Smart move Apple... Smart move....

/s
 
The iPhone 6 weighs 129 grams. A very large portion of that is battery. 3G talk time is 14 hours. The 42mm apple watch sport weighs 30 grams. Unless you want to lug around another 100 grams in battery on your wrist, this is what it is. Smaller device has a smaller battery. What more do you want?
 
Sleep tracking falls under the category of "Can't do this because the Watch is being charged overnight as per Apple's recommendations, since the battery lasts only 18 hours under what they consider to be "normal" usage."
... It only takes 2.5 hours to charge from 0 to 100. Come on. Don't be dense.
 
http://www.telegraph.co.uk/news/sho...h-battery-lasts-as-little-as-three-hours.html

Note the graph in the article. If you use the Watch as a phone, the battery lasts just 3 hours.

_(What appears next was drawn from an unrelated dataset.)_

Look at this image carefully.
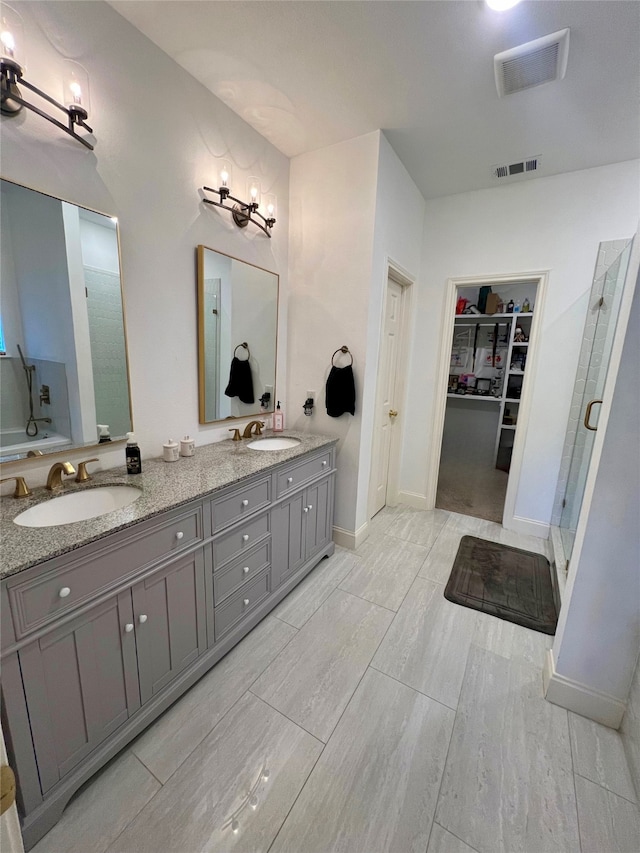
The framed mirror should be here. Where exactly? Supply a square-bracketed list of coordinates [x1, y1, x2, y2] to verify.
[0, 178, 132, 463]
[197, 246, 278, 424]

Sorry, folks. There is a lot of really outstanding engineering in this device. But Apple has fallen down on the battery. That will make this a very niche product.

If you use an iPhone as a TV the battery on high brightness the battery lasts 2 hours. If you put a BMW 335 in sport mode gas mileage drops from 20mpg to 15. If you run in dress shoes the heel will wear faster than if you walked the same distance.

Look, no one is have long conversations with their watch. They'll say "hello" so it doesn't go to VM or answer a quick question. Use it as intended and the battery will last 18 hrs.

And this thing about sleep tracking. I don't understand it. I've used it before. It told me when I slept and when I woke up briefly but I alread knew that. I also knew if I felt rested or not w/o the tracker telling me.